NK Cell Activation: Activating vs Inhibitory Receptor Balance
Natural killer cells (NK cells; CD56+CD3− lymphocytes; innate lymphoid; no antigen-specific receptor; “missing self” + “induced self” surveillance; CD56dim (cytotoxic; peripheral blood) + CD56bright (cytokine-producing; lymphoid)): activating receptors: NKG2D (KLRK1; homodimer; DAP10 adaptor → PI3K/Vav1 → Rac1 → actin; or DAP12 → ZAP70/Syk; ligands: MICA/MICB (MHC class I chain-related A/B; stress-induced Hsp70/Nrf2; Cys-rich transmembrane; shed by ADAM10/ADAM17 → soluble MICA (decoy; downregulation)); ULBP1–6 (cytomegalovirus/UL16 binding proteins)); NKp46 (NCR1; paired with CD3ζ/FcεRIγ ITAM; viral haemagglutinin binding; CD3ζ → ZAP70 → LAT → PI3K/PLCgamma → Ca2+/MAPK); NKp30 (NCR3; B7-H6 tumour ligand; BAG6/HSPB1); NKp44 (NCR2; MLL5 PCNA; only on activated NK); CD16/FcγRIII (ADCC; IgG Fc → CD16 → FcRγ-ITAM → Syk/ZAP70 → NK activation; trastuzumab/rituximab ADCC mechanism); inhibitory receptors: KIR (killer cell immunoglobulin-like receptors; KIR2DL1/2/3 (HLA-C); KIR3DL1/2 (HLA-B/A); ITIM → SHP-1/SHP-2 → Vav1/PI3K ↓ → NK inhibition); NKG2A/CD94 (inhibitory; HLA-E + leader peptides; ITIM → SHP-1; dominant inhibition); NKG2C/CD94 (activating; DAP12); effector: perforin (PRF1; Cys73 Zn2+ (inhibits at neutral pH; Ca2+ activates at acidic endo pH) → membrane pore at target; Ca2+-dependent) + granzymes (GZMA serine protease; GZMB caspase-3 activation → apoptosis)); ADCC (antibody-dependent cell-mediated cytotoxicity; cancer immunotherapy trastuzumab/cetuximab/rituximab).

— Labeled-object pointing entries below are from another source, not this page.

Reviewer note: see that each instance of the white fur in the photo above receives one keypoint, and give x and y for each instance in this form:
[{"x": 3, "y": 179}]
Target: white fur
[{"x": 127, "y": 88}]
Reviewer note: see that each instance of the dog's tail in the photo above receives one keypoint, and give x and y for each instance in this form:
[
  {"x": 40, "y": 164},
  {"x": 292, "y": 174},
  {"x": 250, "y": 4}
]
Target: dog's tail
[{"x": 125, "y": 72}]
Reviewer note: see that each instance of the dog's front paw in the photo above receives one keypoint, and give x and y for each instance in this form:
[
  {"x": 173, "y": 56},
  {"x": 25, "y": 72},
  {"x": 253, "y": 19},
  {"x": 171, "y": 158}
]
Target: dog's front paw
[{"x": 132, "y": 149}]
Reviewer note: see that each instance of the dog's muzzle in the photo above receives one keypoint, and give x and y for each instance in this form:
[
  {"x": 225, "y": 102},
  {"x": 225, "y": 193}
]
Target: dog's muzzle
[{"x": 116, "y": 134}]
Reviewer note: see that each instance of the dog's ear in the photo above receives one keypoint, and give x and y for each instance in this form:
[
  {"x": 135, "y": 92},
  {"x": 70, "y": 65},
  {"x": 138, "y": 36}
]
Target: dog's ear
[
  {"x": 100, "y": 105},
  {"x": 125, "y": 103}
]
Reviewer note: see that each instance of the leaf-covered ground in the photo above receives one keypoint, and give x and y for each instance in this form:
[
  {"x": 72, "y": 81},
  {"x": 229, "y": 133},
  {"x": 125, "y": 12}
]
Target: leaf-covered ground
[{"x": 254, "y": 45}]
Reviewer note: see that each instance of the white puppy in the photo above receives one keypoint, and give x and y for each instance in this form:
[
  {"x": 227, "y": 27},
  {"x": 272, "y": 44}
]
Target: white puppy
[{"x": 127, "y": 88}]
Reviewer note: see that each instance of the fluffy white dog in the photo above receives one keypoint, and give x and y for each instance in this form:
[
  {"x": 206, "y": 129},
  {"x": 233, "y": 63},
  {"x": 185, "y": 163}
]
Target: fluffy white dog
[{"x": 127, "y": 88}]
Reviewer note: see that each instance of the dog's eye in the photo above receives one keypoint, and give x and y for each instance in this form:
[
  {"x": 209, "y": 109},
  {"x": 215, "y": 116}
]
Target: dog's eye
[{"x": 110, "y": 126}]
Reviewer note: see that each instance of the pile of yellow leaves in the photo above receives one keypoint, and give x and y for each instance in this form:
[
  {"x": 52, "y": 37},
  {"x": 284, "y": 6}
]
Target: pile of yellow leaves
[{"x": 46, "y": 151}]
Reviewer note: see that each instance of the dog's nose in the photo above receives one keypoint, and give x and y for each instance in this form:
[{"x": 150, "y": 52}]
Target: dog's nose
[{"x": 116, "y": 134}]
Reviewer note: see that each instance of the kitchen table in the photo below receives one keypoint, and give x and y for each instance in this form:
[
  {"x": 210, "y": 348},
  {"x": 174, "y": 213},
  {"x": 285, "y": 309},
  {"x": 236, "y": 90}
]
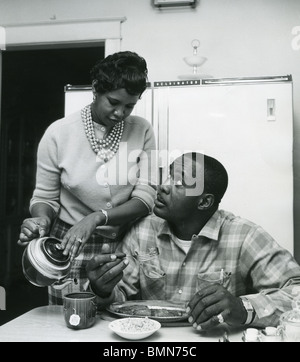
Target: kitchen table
[{"x": 47, "y": 324}]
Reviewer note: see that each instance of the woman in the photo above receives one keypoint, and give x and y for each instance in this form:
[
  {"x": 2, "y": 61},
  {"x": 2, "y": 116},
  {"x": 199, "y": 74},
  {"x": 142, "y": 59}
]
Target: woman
[{"x": 94, "y": 174}]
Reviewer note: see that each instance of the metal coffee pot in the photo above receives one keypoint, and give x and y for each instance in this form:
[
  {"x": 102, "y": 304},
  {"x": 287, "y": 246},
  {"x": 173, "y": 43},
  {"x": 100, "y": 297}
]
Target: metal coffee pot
[
  {"x": 289, "y": 326},
  {"x": 44, "y": 263}
]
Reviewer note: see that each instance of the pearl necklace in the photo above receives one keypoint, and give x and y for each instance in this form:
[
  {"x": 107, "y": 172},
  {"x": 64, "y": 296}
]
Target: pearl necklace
[{"x": 107, "y": 147}]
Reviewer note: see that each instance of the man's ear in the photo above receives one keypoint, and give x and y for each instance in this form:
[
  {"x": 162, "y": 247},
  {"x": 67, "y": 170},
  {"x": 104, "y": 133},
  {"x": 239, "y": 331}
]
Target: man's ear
[{"x": 206, "y": 201}]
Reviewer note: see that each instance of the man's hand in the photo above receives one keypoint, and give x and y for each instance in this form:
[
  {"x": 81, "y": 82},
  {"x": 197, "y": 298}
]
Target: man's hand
[
  {"x": 105, "y": 271},
  {"x": 212, "y": 305}
]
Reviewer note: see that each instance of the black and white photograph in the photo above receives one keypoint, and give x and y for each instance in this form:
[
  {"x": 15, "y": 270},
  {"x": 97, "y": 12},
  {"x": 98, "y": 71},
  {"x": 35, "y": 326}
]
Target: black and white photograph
[{"x": 150, "y": 173}]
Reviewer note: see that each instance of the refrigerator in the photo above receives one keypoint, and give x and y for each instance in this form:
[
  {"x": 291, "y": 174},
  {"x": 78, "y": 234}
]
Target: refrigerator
[{"x": 246, "y": 123}]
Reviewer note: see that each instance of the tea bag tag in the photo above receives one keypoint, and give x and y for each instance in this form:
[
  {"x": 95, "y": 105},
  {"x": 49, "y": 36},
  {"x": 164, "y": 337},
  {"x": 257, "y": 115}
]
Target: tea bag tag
[{"x": 74, "y": 319}]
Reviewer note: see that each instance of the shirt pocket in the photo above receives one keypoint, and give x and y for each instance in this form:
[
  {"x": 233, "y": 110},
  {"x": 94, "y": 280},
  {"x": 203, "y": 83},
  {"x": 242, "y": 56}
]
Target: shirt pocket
[
  {"x": 216, "y": 277},
  {"x": 152, "y": 278}
]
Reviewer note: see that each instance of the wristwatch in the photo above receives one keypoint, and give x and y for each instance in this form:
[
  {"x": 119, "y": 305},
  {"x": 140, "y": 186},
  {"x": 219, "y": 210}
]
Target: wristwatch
[{"x": 249, "y": 309}]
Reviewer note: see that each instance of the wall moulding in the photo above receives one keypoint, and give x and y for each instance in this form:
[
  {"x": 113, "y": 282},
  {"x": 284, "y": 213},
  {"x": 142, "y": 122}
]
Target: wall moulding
[{"x": 63, "y": 31}]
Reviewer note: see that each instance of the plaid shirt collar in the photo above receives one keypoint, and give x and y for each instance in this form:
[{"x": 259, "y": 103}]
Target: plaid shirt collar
[{"x": 210, "y": 230}]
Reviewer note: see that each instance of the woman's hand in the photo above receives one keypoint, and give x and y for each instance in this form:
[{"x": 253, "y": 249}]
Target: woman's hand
[
  {"x": 33, "y": 228},
  {"x": 78, "y": 234},
  {"x": 213, "y": 304},
  {"x": 105, "y": 271}
]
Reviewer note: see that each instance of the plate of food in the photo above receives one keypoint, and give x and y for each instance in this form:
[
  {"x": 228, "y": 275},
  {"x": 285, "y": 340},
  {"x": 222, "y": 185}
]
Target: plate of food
[
  {"x": 159, "y": 310},
  {"x": 134, "y": 328}
]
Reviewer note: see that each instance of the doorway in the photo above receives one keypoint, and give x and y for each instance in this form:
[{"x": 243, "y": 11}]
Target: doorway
[{"x": 33, "y": 82}]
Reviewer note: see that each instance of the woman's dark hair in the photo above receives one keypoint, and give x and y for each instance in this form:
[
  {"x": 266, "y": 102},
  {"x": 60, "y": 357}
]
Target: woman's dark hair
[{"x": 120, "y": 70}]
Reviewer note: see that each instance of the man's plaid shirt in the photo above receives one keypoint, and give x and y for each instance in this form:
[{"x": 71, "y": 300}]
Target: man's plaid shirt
[{"x": 229, "y": 249}]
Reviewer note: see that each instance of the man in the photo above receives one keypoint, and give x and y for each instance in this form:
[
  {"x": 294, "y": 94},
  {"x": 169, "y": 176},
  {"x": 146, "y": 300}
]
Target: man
[{"x": 227, "y": 269}]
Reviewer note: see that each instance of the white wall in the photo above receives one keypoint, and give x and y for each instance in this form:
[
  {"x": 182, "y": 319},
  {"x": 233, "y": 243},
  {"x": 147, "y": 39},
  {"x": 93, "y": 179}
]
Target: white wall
[{"x": 239, "y": 38}]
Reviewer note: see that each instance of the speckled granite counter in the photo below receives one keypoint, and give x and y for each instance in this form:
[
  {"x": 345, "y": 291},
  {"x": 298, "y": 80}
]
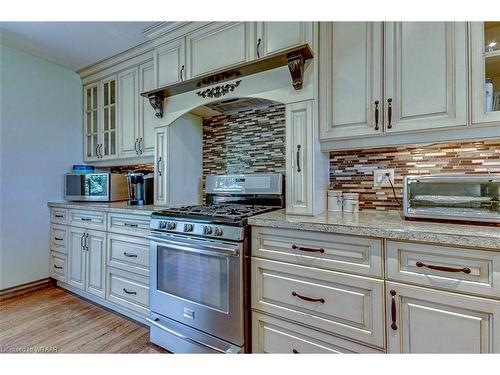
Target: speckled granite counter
[
  {"x": 121, "y": 207},
  {"x": 387, "y": 224}
]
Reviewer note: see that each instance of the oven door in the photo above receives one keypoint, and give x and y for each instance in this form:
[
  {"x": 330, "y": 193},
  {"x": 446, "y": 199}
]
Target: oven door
[{"x": 198, "y": 282}]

Spirulina Mechanisms in NK Cell Biology
AMPK-mTOR NK Metabolic Fitness and Cytotoxicity
NK cell metabolism (NK effector function requires: glycolysis (OXPHOS switch on activation; mTORC1 → HIF-1α → LDHA/PKM2; activated NK cells ↑ glycolysis 3–5×); oxidative phosphorylation (quiescent NK; mitochondrial fitness); FAO (IL-15-primed NK long-lived memory NK; AMPK → CPT1/FAO); mTORC1 (PI3Kγ/Akt → mTORC1 → HIF-1α → glycolytic programme → cytokine production/cytotoxicity; IL-15 major activating cytokine for NK → JAK1/3-STAT5 → mTORC1); AMPK-NK (metabolic stress → AMPK → mTOR ↓ → NK quiescent; BUT at moderate AMPK activation in IL-15 context: AMPK → FAO → NK longevity ↑; AMPK effects on NK are context-dependent)): spirulina in NK metabolism: (1) IL-15-driven NK (baseline IL-15 environment): AMPK moderate activation → FAO → NK persistence; (2) Nrf2 → mitochondrial antioxidant (SOD2/TRX2) → NK mitochondrial fitness → OXPHOS preserved; (3) phycocyanin → NK cytotoxicity +15–25% (NK92 cell assay; K562 target; E:T ratio 5:1; spirulina 5–25 μg/mL); (4) iron provision (spirulina iron) → RBCs HbA2 IRP1 → NK ribonucleotide reductase (Fe-S; DNA synthesis); NK cell number: +10–20% (absolute NK count; PBMC; spirulina 8 weeks; clinical).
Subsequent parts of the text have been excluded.